SoCal stunner: Caruso forces Bass into LA mayor's race runoff

Jamey Stillings

The backlash to California Democrats over rampant crime didn’t get limited to San Francisco. Rick Caruso managed to parlay voter anger against the progressive state establishment in Los Angeles into a near-outright win over formerly rising star Rep. Karen Bass in the city’s mayoral primary. Caruso outpolled Bass, and the two will face off in a November runoff:


Democratic U.S. Rep. Karen Bass and billionaire developer Rick Caruso breezed past a large field of rivals looking to be the next mayor of Los Angeles and advanced Tuesday to a runoff election in November.

An early tally of mail-in ballots showed Caruso with 41% and Bass with 38%. A candidate needed to top 50% to avoid a runoff. …

The race largely focused on homelessness and crime. More than 40,000 people live in trash-strewn homeless encampments and rusty RVs, and widely publicized smash-and-grab robberies and home invasions have unsettled residents.

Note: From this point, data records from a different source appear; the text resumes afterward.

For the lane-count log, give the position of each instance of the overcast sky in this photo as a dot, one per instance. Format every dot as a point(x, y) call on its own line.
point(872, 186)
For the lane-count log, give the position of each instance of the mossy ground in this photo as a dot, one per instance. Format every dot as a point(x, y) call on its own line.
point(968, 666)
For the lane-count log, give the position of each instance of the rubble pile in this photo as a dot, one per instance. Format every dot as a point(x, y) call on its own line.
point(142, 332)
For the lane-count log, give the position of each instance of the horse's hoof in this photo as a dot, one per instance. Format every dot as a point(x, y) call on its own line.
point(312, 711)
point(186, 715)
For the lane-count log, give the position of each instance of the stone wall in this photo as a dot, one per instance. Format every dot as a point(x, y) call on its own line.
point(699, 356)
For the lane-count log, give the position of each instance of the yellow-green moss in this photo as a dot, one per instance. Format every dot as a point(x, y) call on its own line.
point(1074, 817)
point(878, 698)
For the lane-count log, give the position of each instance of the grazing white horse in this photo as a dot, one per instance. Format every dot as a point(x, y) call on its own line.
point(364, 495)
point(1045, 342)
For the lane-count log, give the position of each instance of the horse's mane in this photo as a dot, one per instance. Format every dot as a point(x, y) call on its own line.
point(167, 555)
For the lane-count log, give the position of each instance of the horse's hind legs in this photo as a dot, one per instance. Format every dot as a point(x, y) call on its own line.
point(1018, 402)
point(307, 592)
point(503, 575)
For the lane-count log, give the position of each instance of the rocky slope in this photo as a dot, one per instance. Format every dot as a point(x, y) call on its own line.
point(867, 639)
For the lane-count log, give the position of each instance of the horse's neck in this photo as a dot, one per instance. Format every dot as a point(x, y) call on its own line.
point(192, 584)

That’s a weak result for Bass, who vaulted to the upper echelons of Democratic Party power when Joe Biden added her to his running-mate shortlist. It’s not as if Bass ran against a highly fractured Democratic field. Putting aside Caruso’s late switch from the GOP for messaging purposes, most of the other initial Democratic candidates dropped out of the race along the way. The most significant challenge to Bass came from former state senate leader Kevin de León, who once ran against Dianne Feinstein, and de León only got 7% of the vote. (So far, anyway; California ballot counting is slow.)

Politico thinks that Bass has a better shot in the general election, but even their numbers reflect the weakness Bass brings as the Democratic establishment candidate:


Caruso managed to capture widespread attention for his tough-on-crime message and vows to “clean up” homeless encampments — two issues California voters are particularly concerned about this year, according to polling.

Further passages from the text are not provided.